NASA will make history on New Year’s Day, with an exploration of the farthest object from Earth ever undertaken.

More than a billion kilometres beyond Pluto, the New Horizons spacecraft is on its way to meet up with a space object known as Ultima Thule, as it passes through the Kuiper belt region in the extreme outer solar system.

Here’s what you need to know about the mission as New Horizons nears its target:

What is New Horizons?

Part of NASA’s New Frontiers project, the New Horizons spacecraft launched in 2006.

The craft was sent with the goal of exploring Pluto –still considered a planet at the time and the only unexplored one in the solar system.

After reaching and exploring the dwarf planet and its moon, Charon, in 2015 New Horizons took on a secondary task of exploring the Kuiper belt, which it will fulfill for the next decade.

Ultima Thule will be the first Kuiper belt object that New Horizons encounters, with several other objects planned for observation in the future.

Where is Ultima Thule?

(486958) 2014 MU69, nicknamed Ultima Thule, is an object discovered in the Kuiper belt by the Hubble Space Telescope in 2014.

Estimated to have a diameter of 30 kilometres , about the same size as Washington D.C., the object is more than 6.5 billion kilometres from earth.

There are discrepancies in what scientists believe Ultima Thule may look like, with estimates based on distance and brightness giving it an elongated shape, while light measurements are consistent with those seen from a spherical body.

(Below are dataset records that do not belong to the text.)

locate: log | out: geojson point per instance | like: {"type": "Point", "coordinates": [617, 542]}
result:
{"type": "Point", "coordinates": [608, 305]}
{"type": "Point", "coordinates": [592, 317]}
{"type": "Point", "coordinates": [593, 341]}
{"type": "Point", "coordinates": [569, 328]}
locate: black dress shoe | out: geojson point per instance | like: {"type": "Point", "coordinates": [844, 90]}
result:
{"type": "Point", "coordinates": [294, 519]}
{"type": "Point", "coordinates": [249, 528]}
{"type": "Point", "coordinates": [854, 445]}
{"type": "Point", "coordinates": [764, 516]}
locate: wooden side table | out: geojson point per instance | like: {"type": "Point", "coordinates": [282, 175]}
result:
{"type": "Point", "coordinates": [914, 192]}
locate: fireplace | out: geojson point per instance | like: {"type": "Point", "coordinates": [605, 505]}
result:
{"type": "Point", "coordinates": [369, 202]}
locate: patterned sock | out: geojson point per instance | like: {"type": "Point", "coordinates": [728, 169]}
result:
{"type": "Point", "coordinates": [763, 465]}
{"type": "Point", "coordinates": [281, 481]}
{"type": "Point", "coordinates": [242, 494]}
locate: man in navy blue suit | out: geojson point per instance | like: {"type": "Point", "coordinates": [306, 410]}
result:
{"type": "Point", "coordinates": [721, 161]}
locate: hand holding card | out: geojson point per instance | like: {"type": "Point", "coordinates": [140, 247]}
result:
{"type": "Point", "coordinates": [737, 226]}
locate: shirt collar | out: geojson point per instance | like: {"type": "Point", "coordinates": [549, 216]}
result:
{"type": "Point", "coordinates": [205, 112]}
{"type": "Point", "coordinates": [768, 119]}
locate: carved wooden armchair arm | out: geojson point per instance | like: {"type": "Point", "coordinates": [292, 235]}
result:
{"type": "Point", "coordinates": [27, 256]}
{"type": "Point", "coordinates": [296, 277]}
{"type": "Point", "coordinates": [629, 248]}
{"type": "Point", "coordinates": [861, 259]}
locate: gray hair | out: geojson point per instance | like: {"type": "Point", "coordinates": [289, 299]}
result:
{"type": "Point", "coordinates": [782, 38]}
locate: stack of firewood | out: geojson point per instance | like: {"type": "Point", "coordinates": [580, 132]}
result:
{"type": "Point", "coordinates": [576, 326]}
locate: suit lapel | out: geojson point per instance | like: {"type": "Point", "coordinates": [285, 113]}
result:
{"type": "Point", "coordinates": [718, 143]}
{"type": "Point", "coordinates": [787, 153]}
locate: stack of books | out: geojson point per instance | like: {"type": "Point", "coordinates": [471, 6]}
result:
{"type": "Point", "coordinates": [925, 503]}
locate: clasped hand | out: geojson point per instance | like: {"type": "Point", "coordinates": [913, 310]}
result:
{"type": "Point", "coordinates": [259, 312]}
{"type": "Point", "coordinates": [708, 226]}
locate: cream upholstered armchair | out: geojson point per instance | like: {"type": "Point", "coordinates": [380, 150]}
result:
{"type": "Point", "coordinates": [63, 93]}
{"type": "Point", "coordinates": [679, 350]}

Experts say Thule is a preserved relic of 4.5 billion years ago, and could give valuable insight into the materials that were present at the beginning of our solar system.

When will the spacecraft make its flyby?

The approach is scheduled for Tuesday at 12:33 a.m. eastern standard time.

The event will be covered live on NASA TV and by Johns Hopkins University Applied Physics Laboratory.

NASA won’t know if New Horizons survived the flyby for hours after its intended passing, due to the distance it will have to travel.

If all goes as planned, the first images of Ultima Thule will likely be released to the world on Tuesday.

Who is piloting it?

Canada’s Frederic Pelletier is serving as chief navigator for the spacecraft, leading a team of eight based out of Johns Hopkins.

New Horizons will fly by Ultima Thule at a distance of about 3,500 kilometres, going at a speed of 50,000 kilometres an hour.

What makes the task even more difficult is that it takes six hours for signals from Earth to reach the craft, and another six hours to return.

“When we plan manoeuvres to do uplinks and updates, we need to take that into account," Pelletier said in a recent interview with The Canadian Press.